Tous les budgets consacrés aux armées ont
incroyablement explosé depuis deux ans, que ce soit aux
USA, en Russie, en Chine, au Japon, en Australie, en Inde, en
Iran, en Turquie, au Brésil, au Moyen-Orient ou dans les
États de l'Union européenne. Les États
dotés d'armes atomiques renforcent leur arsenal.
L'augmentation du budget de l'armée française de
413 milliards d'euros d'ici 2030 est un bon indicateur de ce qui
se prépare au grand jour, sans susciter de
réactions particulières. La production et la vente
d'armes fonctionnent à plein régime. Et quand un
porte-avions comme « Le Foch » est obsolète, la marine
brésilienne le saborde en plein océan sans
provoquer de réactions significatives.
Il est grand temps de redonner de la vigueur à l'approche
antimilitariste qui était dangereusement en panne ces
dernières années. Le livre de Claude Serfati, «
L'État radicalisé » (La fabrique, 2022) est d'une
grande utilité en ce qu'il montre les dynamiques
militaro-sécuritaires à l'œuvre au cours des
dernières décennies d'un État
français qui se radicalise dans un sens autoritaire.

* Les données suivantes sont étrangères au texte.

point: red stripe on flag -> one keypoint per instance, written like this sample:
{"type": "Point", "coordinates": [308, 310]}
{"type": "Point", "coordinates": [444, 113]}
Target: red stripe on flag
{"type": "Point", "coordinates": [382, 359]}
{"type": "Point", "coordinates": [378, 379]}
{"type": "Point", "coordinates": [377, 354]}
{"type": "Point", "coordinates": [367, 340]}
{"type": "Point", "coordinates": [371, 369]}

Il nous faut donc sans relâche dénoncer le
nationalisme, l'autoritarisme et ce gâchis monstrueux de
dépenses d'armement improductives (donc
particulièrement inflationnistes), polluantes et surtout
inhumaines. En étant conscients des réalités
et des dangers du monde actuel, du monde du capitalisme
durablement catastrophique, on ne peut pas faire la moindre
concession aux leaders des partis de gauche de la Nupes, comme
Jean-Luc Mélenchon et Fabien Roussel qui sont très
à cheval sur la défense de « la souveraineté
nationale ».
Or, pour lutter contre la militarisation du monde et les guerres
en cours, il ne s'agit pas de réclamer bien inutilement et
naïvement que les belligérants négocient sous
l'égide de l'ONU, et que les organismes d'alliances
militaires tels que l'OTAN soient démantelés. Il ne
s'agit pas non plus de se contenter de répéter la
formule de Karl Liebknecht, « l'ennemi est dans notre pays » sans
lui donner un contenu concret et actuel. Notre ennemi est en
France, mais il est aussi dans tous les pays où l'on
exploite, opprime, détruit la nature. Notre pays est le
monde, parce que l'économie barbare et militarisée
est mondiale, et parce que nous menons une lutte
émancipatrice qui dépasse les
frontières.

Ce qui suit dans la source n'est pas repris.